Use Cases

Complete Snapshot of the Data Source

Objective

This feature set is engineered to conduct comprehensive data analysis by fetching data from the entire data source up to the last ingestion window during each ingestion job. In this process, all available data from the source is consumed up to the scheduled batch time. Essentially, the defined query or data retrieval process is executed against the specified data source (for example, Snowflake), retrieving records based on conditions defined by the timestamp column until reaching the scheduled batch time.

This example, looks at joining a dimension table with another data source.
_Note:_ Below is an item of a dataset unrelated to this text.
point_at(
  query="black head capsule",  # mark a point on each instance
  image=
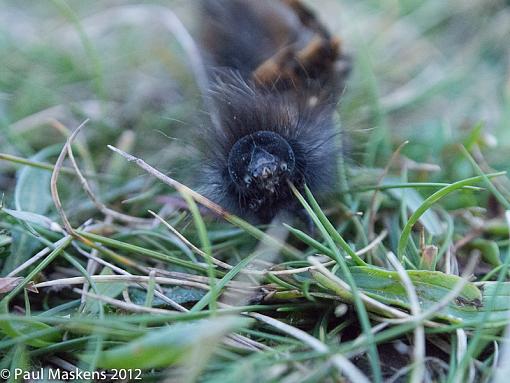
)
(260, 164)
The Full Read policy ensures that all relevant records are considered.

Definition

This feature set uses two data sources as input - a dimension table and a fact table - both will be set to Full Read.

In addition, given that there are multiple data sources, a timestamp_column_name must be provided and exist in all data sources.
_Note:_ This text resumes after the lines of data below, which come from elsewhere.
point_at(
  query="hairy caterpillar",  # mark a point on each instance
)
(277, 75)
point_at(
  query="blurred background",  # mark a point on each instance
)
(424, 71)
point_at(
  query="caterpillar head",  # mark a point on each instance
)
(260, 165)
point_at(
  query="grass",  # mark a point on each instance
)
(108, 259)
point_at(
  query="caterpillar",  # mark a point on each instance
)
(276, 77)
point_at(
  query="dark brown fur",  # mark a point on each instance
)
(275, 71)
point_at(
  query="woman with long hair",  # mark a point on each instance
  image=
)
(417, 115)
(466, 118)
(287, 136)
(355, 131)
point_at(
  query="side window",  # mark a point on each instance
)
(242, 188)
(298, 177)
It’s important to note that the Feature Store always progresses with time, meaning that even though the entire data is read (input), the transformation result must progress in time.
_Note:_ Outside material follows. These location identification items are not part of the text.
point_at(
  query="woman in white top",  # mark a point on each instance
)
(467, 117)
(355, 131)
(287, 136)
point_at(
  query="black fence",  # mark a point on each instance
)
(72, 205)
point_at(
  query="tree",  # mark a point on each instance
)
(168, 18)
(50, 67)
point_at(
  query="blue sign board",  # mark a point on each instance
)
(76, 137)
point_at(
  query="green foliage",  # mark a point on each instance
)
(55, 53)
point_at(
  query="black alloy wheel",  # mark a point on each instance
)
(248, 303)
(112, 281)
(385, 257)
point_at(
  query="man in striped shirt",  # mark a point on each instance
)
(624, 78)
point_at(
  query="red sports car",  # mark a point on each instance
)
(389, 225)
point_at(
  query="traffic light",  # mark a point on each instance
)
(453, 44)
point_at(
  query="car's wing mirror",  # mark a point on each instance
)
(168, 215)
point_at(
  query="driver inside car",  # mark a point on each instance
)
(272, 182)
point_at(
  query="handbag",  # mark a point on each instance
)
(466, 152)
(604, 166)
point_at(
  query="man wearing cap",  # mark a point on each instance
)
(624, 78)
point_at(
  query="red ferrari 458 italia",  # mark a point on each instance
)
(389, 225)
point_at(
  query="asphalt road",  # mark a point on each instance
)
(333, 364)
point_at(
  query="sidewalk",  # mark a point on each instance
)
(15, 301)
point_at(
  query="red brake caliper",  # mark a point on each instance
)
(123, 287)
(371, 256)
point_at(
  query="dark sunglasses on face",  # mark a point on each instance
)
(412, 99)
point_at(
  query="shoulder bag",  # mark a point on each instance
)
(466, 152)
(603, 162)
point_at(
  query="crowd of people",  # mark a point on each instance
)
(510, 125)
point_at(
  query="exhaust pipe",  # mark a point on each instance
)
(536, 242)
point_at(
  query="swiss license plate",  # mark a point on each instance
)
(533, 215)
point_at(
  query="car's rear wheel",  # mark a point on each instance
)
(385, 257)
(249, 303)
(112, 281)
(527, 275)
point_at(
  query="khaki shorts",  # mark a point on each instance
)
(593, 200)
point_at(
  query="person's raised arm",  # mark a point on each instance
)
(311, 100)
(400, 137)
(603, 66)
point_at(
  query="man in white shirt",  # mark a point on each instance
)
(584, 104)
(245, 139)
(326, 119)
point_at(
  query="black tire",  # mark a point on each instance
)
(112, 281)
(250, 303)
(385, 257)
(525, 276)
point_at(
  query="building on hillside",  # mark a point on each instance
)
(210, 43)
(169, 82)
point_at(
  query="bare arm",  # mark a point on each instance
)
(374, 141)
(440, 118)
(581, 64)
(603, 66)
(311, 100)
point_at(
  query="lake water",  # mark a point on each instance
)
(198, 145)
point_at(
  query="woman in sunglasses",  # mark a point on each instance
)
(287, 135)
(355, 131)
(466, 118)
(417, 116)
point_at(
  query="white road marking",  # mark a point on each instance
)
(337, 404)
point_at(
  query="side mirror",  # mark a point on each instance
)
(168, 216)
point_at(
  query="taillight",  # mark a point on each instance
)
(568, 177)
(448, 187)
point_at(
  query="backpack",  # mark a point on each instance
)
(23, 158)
For this purpose, two variables are exposed - qwak_ingestion_start_timestamp and qwak_ingestion_end_timestamp.

@batch.feature_set(
    name = "full_read_featureset",
    key = "account_id",
    data_sources = {
        "account_dimension": ReadPolicy.FullRead,
        "account_fact": ReadPolicy.FullRead
    },
    timestamp_column_name = "process_time"
)
@batch.scheduling(cron_expression = "0 0 * * *")
@batch.execution_specification(cluster_template = ClusterTemplate.MEDIUM)
def transform():
    return SparkSqlTransformation(sql="""
        SELECT account_dimension.account_id,
                          account_fact.is_eligible,
               to_timestamp(${qwak_ingestion_start_timestamp}) AS processing_start,
               to_timestamp(${qwak_ingestion_end_timestamp}) AS process_time
        FROM account_dimension
             LEFT JOIN account_fact 
             ON account_dimension.account_id = account_fact.account_id"""
        )

Timeframe-Based Data Retrieval

Objective

The purpose of this feature set is to analyze data within a designated time period, utilizing the TimeFrame read policy akin to a sliding window mechanism. This policy ensures that only the latest data additions are retrieved, while keys or entities with no data within the specified timeframe are returned as null values. Specifically, the system focuses on data accumulated over the past 365 days.

Definition

Data Source

The process begins by establishing a data source with a query designed to filter and compute data before the feature set is defined. When this data source is utilized, the query executes within the source itself before fetching the data. This approach facilitates the incorporation of feature store-specific logic that can be shared across multiple feature sets.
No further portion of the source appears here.